У живой изгороди стук деревянных сандалий внезапно прекратился. Синдзабуро, бормоча молитвы, выполз из-под полога и заглянул в дверную щель. Видит – впереди, как обычно, стоит О-Енэ с пионовым фонарем, а за ее спиной – несказанно прекрасная О-Цую в своей высокой прическе симада, в кимоно цвета осенней травы, под которым, как пламя, переливается алый шелк. Красота ее ужаснула Синдзабуро. «Неужели это отродье тьмы?!» Между тем, поскольку дом был оклеен священными ярлыками-заклятиями, привидения попятились.
– Не войти нам, барышня, – сказала О-Енэ. – Сердце господина Хагивары изменило вам. Он нарушил слово, которое дал вчера ночью, и закрыл перед вами двери. Войти невозможно, надобно смириться. Изменник ни за что не впустит вас к себе. Смиритесь, забудьте мужчину с прогнившим сердцем!..
– Какие клятвы он давал! – печально сказала О-Цую. – А сегодня ночью двери его закрыты.
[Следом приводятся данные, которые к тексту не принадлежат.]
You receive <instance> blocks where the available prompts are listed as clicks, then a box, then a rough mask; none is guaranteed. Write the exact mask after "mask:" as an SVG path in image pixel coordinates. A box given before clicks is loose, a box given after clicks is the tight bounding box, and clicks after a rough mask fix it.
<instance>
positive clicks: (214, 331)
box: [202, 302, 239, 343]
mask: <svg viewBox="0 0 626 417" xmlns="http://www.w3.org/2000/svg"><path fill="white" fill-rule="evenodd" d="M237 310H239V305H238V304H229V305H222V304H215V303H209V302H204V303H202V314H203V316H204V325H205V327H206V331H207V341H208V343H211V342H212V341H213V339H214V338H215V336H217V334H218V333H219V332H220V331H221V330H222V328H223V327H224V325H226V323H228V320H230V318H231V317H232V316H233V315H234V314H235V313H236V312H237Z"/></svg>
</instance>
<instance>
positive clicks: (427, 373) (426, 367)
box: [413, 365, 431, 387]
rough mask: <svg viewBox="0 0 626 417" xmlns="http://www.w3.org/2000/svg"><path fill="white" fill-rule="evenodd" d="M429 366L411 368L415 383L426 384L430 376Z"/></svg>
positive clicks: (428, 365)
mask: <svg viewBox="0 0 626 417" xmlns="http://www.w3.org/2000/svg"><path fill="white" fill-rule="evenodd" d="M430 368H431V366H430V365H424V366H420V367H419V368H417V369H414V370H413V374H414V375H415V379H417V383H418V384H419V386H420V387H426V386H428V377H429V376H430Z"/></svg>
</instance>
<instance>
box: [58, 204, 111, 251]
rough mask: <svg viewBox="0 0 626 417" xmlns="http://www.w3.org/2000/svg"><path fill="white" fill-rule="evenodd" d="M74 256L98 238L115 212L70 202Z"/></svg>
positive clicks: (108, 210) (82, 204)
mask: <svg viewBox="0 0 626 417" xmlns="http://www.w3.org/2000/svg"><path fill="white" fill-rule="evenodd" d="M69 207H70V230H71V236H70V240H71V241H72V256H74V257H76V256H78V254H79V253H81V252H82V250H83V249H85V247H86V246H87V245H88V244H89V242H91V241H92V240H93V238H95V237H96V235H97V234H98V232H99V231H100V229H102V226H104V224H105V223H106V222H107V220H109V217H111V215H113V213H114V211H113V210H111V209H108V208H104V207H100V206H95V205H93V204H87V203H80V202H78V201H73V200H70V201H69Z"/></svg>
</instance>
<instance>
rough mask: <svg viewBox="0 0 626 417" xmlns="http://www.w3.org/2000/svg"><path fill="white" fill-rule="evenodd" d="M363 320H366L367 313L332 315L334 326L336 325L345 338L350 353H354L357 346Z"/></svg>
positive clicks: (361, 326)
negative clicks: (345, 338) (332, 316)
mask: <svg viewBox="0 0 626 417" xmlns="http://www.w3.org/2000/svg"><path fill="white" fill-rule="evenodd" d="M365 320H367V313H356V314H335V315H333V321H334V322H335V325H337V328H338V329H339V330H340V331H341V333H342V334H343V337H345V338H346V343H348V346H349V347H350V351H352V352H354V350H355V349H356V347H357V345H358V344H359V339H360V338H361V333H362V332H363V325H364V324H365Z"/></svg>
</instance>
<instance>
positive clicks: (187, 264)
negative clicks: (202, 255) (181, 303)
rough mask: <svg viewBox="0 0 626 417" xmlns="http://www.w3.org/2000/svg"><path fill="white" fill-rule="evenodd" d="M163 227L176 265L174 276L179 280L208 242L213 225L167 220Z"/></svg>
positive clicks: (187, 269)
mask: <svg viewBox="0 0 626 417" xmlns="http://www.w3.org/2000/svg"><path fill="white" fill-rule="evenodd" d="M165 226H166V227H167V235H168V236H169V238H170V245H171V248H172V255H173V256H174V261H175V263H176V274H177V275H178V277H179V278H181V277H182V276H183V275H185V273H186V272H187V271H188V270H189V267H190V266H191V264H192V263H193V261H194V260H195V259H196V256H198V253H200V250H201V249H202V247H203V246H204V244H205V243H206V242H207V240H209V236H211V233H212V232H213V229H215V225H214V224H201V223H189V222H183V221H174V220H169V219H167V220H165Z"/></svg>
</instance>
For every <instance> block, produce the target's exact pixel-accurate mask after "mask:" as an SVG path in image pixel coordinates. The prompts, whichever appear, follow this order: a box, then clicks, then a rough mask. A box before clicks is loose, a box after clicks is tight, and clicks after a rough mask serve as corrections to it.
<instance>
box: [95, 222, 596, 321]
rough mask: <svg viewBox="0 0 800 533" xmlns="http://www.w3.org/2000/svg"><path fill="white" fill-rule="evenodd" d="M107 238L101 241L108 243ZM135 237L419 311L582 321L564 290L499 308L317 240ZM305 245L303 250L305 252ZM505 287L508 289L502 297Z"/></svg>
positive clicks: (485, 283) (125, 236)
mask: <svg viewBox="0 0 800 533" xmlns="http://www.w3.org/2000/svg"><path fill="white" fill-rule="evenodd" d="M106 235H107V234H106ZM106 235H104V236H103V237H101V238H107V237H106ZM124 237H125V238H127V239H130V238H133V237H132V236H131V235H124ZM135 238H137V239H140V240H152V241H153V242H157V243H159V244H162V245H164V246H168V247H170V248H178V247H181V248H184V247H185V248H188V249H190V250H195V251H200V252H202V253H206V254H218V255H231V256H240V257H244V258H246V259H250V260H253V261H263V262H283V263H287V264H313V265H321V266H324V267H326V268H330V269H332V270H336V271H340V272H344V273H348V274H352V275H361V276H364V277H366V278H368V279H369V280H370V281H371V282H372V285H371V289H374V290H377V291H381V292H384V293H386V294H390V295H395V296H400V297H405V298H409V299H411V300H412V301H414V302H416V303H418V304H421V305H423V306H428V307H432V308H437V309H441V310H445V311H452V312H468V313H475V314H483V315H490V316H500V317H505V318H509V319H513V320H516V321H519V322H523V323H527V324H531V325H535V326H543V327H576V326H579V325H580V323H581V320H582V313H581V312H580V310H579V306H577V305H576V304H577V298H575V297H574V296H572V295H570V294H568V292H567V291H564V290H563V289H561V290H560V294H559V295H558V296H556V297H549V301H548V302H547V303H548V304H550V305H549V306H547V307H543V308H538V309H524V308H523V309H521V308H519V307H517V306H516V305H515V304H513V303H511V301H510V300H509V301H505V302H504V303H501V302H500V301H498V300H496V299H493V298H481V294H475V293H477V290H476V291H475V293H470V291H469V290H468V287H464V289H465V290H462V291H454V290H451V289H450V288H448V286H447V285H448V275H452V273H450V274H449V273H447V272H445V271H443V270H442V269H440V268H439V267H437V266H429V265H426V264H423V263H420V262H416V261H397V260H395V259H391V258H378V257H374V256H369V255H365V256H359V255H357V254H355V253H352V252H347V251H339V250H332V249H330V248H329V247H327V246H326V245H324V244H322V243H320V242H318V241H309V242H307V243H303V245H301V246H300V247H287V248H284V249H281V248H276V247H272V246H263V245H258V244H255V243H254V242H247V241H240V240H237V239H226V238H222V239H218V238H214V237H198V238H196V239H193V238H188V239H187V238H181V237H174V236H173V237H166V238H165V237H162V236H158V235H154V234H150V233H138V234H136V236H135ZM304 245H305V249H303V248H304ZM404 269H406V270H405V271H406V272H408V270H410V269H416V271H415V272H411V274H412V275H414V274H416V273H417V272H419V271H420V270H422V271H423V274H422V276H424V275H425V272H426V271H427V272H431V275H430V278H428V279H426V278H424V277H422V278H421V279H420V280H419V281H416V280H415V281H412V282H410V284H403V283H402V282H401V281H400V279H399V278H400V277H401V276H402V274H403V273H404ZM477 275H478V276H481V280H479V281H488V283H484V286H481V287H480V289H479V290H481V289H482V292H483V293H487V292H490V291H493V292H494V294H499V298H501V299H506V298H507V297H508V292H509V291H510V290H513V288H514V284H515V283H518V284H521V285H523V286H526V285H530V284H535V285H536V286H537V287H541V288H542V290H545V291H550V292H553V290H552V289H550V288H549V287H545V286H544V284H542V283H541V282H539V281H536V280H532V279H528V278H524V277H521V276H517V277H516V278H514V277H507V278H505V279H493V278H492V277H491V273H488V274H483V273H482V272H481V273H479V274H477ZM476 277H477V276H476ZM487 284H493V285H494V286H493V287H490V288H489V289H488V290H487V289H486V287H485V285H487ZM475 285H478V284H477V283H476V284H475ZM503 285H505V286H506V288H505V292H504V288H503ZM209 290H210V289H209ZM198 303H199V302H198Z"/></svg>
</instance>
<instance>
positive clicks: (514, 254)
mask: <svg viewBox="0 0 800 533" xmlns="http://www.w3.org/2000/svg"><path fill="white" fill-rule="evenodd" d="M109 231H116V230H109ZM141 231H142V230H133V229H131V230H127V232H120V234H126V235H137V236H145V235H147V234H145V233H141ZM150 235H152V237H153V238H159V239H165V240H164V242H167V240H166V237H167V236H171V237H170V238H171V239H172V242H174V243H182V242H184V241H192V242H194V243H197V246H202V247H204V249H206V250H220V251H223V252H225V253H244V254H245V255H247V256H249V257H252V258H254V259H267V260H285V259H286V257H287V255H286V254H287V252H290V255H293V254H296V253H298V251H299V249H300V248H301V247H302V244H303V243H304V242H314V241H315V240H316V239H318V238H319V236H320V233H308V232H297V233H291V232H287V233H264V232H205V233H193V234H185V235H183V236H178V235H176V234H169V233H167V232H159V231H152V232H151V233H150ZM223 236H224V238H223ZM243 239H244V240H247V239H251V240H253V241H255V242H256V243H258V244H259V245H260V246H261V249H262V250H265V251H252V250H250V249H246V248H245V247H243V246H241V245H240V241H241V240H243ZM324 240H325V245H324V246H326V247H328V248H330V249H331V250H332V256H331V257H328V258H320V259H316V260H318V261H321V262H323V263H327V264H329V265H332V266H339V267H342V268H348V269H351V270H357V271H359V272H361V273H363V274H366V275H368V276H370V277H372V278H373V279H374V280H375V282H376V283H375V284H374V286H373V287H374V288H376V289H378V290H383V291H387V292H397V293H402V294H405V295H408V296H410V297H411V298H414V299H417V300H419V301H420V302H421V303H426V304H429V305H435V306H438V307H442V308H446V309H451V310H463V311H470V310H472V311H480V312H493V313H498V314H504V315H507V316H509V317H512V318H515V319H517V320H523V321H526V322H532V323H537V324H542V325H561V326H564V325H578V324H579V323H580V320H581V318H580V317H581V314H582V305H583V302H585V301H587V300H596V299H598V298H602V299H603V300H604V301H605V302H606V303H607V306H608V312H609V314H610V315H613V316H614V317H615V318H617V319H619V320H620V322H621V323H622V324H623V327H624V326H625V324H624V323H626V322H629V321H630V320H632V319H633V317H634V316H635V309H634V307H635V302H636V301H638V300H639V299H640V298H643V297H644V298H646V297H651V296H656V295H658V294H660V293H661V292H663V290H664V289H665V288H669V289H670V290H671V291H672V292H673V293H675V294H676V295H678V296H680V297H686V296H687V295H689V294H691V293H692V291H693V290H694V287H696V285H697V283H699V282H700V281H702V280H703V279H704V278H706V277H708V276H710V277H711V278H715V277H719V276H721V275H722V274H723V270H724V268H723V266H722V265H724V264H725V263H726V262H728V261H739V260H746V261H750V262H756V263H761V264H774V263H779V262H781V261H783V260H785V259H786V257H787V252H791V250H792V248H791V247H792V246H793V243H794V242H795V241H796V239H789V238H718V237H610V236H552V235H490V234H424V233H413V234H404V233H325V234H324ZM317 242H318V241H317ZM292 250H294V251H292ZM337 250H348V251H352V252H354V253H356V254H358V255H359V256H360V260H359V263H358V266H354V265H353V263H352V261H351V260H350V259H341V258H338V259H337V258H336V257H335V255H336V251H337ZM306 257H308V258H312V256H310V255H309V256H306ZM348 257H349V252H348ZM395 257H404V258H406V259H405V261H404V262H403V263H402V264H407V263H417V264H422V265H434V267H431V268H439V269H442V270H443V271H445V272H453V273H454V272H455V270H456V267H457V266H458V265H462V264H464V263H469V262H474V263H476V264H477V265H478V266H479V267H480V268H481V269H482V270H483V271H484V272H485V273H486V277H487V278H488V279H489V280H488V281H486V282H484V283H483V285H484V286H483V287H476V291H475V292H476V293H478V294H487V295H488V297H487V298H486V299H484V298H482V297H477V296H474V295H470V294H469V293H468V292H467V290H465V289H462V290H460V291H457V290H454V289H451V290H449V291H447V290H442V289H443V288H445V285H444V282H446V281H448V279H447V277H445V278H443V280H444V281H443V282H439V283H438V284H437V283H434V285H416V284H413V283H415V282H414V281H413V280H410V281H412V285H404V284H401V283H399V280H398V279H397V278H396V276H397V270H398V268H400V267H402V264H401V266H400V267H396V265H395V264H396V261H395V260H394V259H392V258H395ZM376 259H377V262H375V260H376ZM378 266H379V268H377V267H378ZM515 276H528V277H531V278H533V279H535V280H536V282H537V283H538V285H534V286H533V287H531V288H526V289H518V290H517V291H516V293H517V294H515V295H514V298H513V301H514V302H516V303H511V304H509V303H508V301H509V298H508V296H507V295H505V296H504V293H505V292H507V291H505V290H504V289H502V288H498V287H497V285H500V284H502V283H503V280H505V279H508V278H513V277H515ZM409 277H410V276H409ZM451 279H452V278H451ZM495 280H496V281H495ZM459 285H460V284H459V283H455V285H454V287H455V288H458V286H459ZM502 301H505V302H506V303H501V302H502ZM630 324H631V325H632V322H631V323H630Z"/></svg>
Сердце мужчины – что небо осеннее! И в душе господина Хагивары нет больше любви ко мне… Слушай, О-Енэ, я должна поговорить с ним. Пока мы не увидимся, я не вернусь!
С этими словами она закрыла лицо рукавом и горько заплакала. Была она и прекрасна, и ужасна в своей красоте. Синдзабуро только молча трясся у себя за дверьми.
– Как вы преданы ему, барышня, – сказала О-Енэ. – Достоин ли господин Хагивара такой любви? Ну что ж, пойдемте, попробуем войти к нему через черный ход.
Она взяла О-Цую за руку и повела вокруг дома. Но…
…зашел на монастырскую кухню и спросил:
– Простите, не скажете ли мне, чья это могила там, позади храма, на которой лежит фонарь цвета пиона?
– Это могила дочери хатамото Иидзимы Хэйдзаэмона из Усигомэ, – ответил длинноносый монах. – Скончалась недавно, бедняжка, и ее должны были похоронить у храма Ходзю-дзи, но их настоятель почему-то запретил, и похоронили у нас, потому что мы все равно у Ходзю-дзи в подчинении…
– А чья могила еще там рядом?
– А рядом могила служанки той девушки. Вроде умерла от усталости, за больной госпожой ухаживая, хоть люди про смерть ту разное говаривали, – ну и похоронили их вместе.
«Так вот оно что…» – бормотал Синдзабуро, глядя в страхе на свежую могилу с большим памятником и лежащий возле нее промокший под дождем фонарь с колпаком в виде пиона.
Не могло быть и…
Чет
– Кто там?
– К вам можно, сотник?..
– Входите.
На этот раз Чарма не вскидывается навстречу гостю – рассорились мы с Чармой, не любит он Лаик, не понимает, что я в ней нашел, ревнует пес, злится – а я злюсь на него, и теперь Чарма пропадает почти все время у моего друга (если другом может быть человек втрое старше тебя), архивариуса дворцовой библиотеки Шора. И сидит старый Шор в своем продавленном кресле, неторопливо листая никому давно уже не нужные тома, щурится близорукими глазами на древнюю вязь, а притихший Чарма лежит на вытертом ковре и честит меня самыми последними собачьими словами…
– Вас можно поздравить, сотник! Разрешите полюбопытствовать, скоро ли свадьба?
– Не разрешаю, салар. Валите любопытствовать куда-нибудь в другое место.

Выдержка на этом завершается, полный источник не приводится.